HOPE THSI HELPS TO YOU
Thank you
His entire stomach has a skin graph and the hernia is very very large. (the entire stomach). He wears a brace and is in alot of pain. The plastic surgeon who applied the skin graph said he needed to lose at least 100 pounds which he has exceeded 100 pounds. The have to remove the skin graph and repair the hernia. We are very afraid of the proceedure and dont' know what the risks are, and the recovery. Also because of his 3 surgery's in 9 days he has lost the function of one of his kidneys. Can you help?
Respectfully,
Laura
I had my incisional hernia repaired with mesh about 8 weeks ago. I had fluid build-up, which was drained twice. The second time I asked the doctor if the build-up could be reduced by wearing an abdominal binder (a wide elastic belt fastened with velcro and that compresses the abdomen or waist)or hernia support belt. He explained if the gap between the mesh and the skin is minimised in this way, there is not so much space for fluid to form in. It's not that fluid is leaking from anywhere, it's just the tissue producing it in response to the operation. OK so I wore the abdominal binder, not very tight, day and night for 2 weeks and there was much less fluid produced, so little that there has been no need to drain it again! It will be reabsorbed into the body over time. I still wear the binder during the day but leave it off at night.
I still get pain, but the surgeon just smiles and says that is not surprising after a major operation. Laughing, coughing and sneezing hurt, but I put my arms across my belly and hold tight and that makes it less painful. Healing takes time, we have to be patient and let the body do its job. Hope this helps.

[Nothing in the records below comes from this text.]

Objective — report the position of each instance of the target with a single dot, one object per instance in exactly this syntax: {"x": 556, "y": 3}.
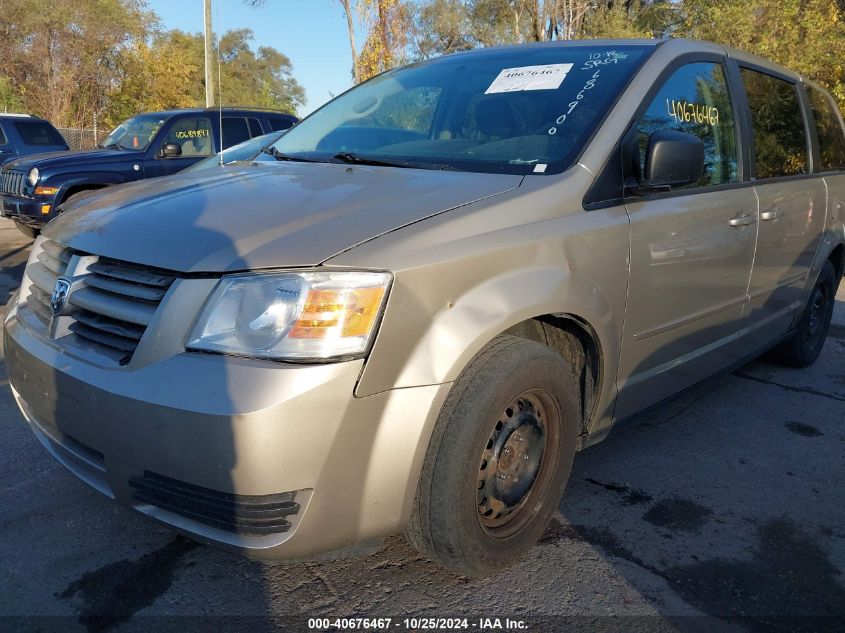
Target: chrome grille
{"x": 12, "y": 182}
{"x": 111, "y": 309}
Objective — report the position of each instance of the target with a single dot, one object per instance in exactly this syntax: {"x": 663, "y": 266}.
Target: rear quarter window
{"x": 38, "y": 133}
{"x": 829, "y": 131}
{"x": 780, "y": 139}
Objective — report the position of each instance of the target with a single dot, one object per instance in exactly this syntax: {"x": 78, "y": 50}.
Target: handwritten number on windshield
{"x": 589, "y": 85}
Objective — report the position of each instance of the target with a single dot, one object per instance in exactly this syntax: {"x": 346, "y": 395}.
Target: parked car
{"x": 147, "y": 145}
{"x": 22, "y": 134}
{"x": 454, "y": 277}
{"x": 248, "y": 150}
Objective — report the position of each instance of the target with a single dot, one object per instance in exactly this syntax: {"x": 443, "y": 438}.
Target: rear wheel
{"x": 498, "y": 460}
{"x": 804, "y": 347}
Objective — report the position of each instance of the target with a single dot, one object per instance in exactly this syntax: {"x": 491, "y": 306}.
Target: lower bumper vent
{"x": 251, "y": 515}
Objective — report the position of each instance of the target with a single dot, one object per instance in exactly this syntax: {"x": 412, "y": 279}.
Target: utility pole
{"x": 209, "y": 88}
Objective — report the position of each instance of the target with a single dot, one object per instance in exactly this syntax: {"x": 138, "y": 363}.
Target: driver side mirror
{"x": 170, "y": 150}
{"x": 673, "y": 159}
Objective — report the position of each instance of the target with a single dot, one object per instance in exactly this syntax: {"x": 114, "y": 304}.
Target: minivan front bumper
{"x": 216, "y": 445}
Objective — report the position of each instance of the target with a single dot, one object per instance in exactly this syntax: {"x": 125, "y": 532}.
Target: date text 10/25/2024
{"x": 417, "y": 624}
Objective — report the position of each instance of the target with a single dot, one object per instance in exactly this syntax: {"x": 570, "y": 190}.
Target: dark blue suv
{"x": 145, "y": 146}
{"x": 22, "y": 134}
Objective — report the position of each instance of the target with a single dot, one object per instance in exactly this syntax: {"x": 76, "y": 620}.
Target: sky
{"x": 312, "y": 33}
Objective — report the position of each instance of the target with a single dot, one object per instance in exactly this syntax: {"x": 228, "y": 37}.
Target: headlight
{"x": 292, "y": 315}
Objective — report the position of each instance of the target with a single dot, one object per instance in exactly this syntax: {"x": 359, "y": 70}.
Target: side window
{"x": 695, "y": 100}
{"x": 193, "y": 135}
{"x": 254, "y": 127}
{"x": 780, "y": 141}
{"x": 235, "y": 130}
{"x": 277, "y": 124}
{"x": 830, "y": 133}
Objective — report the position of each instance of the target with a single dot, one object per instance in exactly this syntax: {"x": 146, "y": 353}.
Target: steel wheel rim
{"x": 517, "y": 463}
{"x": 817, "y": 315}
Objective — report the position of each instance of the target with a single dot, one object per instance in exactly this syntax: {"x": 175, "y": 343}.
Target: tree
{"x": 805, "y": 35}
{"x": 388, "y": 22}
{"x": 350, "y": 30}
{"x": 63, "y": 58}
{"x": 263, "y": 78}
{"x": 441, "y": 27}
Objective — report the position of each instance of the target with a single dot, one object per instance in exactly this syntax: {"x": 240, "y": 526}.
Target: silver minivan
{"x": 452, "y": 278}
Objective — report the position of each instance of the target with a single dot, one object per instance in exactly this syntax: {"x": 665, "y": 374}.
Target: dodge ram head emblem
{"x": 59, "y": 297}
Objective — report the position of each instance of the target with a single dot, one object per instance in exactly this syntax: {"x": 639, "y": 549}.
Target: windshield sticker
{"x": 547, "y": 77}
{"x": 588, "y": 85}
{"x": 686, "y": 112}
{"x": 192, "y": 134}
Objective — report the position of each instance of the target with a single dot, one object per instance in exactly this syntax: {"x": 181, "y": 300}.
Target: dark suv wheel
{"x": 804, "y": 347}
{"x": 498, "y": 460}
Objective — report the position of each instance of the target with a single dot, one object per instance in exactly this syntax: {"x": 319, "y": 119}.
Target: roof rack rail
{"x": 251, "y": 108}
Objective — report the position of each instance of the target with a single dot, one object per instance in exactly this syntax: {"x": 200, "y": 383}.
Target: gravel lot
{"x": 726, "y": 503}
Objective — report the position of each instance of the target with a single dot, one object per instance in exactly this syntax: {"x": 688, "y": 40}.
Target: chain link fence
{"x": 82, "y": 139}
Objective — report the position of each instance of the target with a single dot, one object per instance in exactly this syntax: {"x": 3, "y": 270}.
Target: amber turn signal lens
{"x": 338, "y": 313}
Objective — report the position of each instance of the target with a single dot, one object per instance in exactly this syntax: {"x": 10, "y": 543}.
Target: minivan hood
{"x": 262, "y": 215}
{"x": 72, "y": 158}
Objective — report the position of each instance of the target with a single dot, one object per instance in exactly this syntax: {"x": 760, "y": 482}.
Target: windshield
{"x": 242, "y": 151}
{"x": 135, "y": 133}
{"x": 39, "y": 133}
{"x": 513, "y": 110}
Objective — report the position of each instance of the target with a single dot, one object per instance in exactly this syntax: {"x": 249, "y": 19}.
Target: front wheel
{"x": 498, "y": 460}
{"x": 805, "y": 345}
{"x": 30, "y": 231}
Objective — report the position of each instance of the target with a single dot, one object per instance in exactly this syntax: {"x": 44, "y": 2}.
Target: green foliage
{"x": 73, "y": 61}
{"x": 10, "y": 99}
{"x": 805, "y": 35}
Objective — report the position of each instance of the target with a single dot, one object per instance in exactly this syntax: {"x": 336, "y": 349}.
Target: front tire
{"x": 498, "y": 460}
{"x": 805, "y": 345}
{"x": 26, "y": 229}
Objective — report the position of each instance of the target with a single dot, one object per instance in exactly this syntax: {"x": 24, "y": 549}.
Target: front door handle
{"x": 742, "y": 220}
{"x": 771, "y": 214}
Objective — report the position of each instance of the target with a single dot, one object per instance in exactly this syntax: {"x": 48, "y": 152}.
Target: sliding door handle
{"x": 742, "y": 220}
{"x": 771, "y": 214}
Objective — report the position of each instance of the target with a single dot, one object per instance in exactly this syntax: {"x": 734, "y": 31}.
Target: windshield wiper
{"x": 272, "y": 151}
{"x": 357, "y": 159}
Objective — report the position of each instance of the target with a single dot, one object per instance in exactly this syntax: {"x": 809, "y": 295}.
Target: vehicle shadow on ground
{"x": 671, "y": 504}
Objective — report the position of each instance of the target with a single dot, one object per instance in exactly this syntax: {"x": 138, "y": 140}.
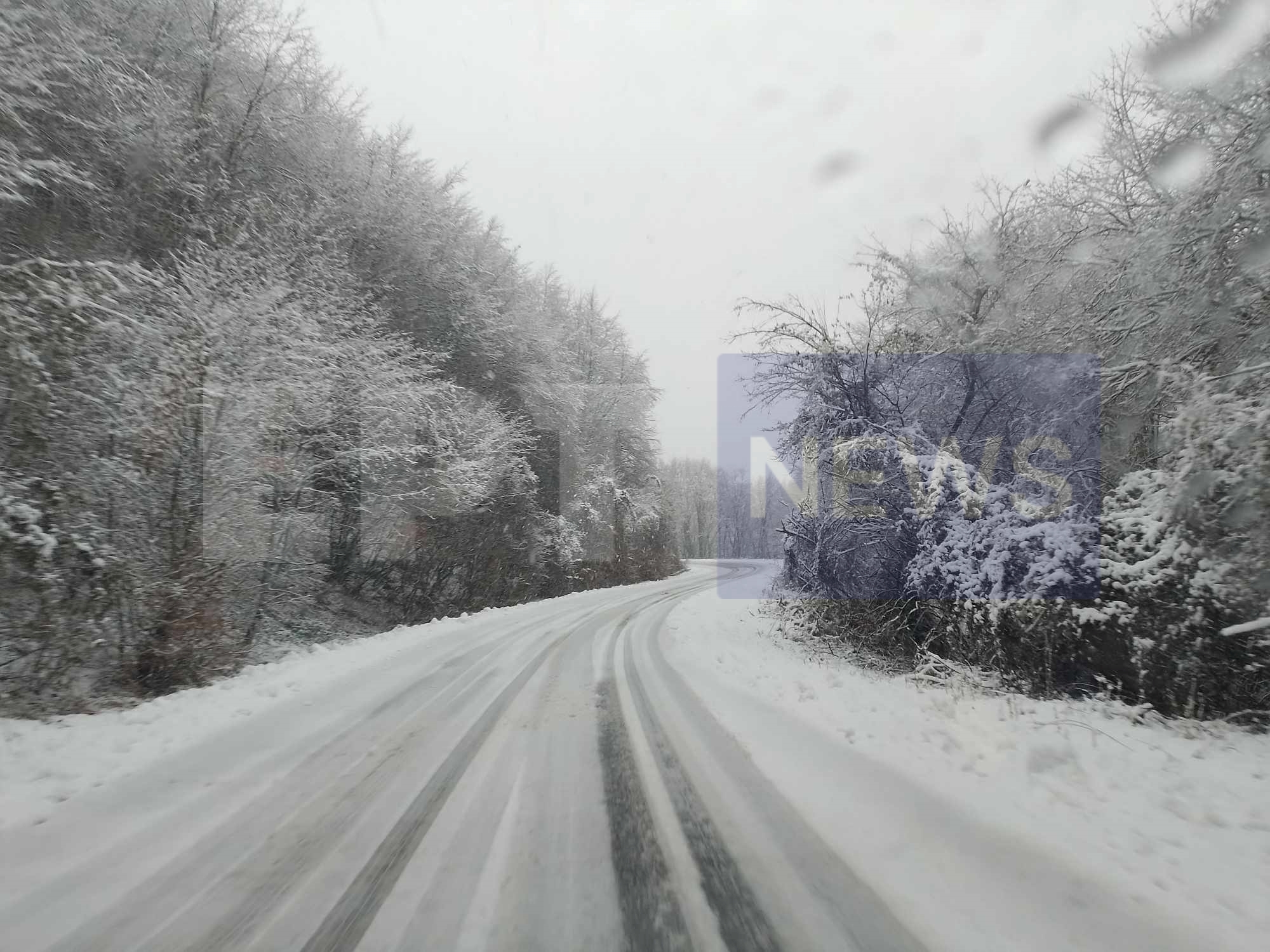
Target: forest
{"x": 266, "y": 374}
{"x": 1153, "y": 256}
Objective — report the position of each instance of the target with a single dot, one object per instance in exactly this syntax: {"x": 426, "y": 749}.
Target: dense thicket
{"x": 1151, "y": 255}
{"x": 708, "y": 510}
{"x": 258, "y": 357}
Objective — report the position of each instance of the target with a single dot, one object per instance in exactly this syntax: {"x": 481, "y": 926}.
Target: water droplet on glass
{"x": 1180, "y": 166}
{"x": 1198, "y": 58}
{"x": 835, "y": 167}
{"x": 1069, "y": 133}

The doc told me to resume gym activities after another month. Just for grins I waited until last Nov before working out again. BAD mistake.. I get to go on 11/29/11 for 5K deductible to have the hernia fixed via a standard fascia suturing with an underlay of a newly developed biosyntheic mesh by a five star Doc well versed in both procedures...It better work, or I am going have to sue TWO doctors instead of one. I'll let you all know how it turns out.
I had a colon resection gone bad, then a year later needed large ventral hernia repair from surgery site. My whole abdomen bulges now and am concerned about future hernia due to bulging.
Any one know how to reduce the bulge? I've been losing weight, but bulge is still huge.
I have not insurance and no family, so I need to plan every step of the way : cost of surgery ( montly payment),how to pay my bills while recovering time ( rent, etc, etc. ). I have this for the last 5 years and was waiting to save some money to do this but with this economy I've worked wherever I could just to survive; I'm feeling pain last few weeks and my line of work is heavy lifting all the time.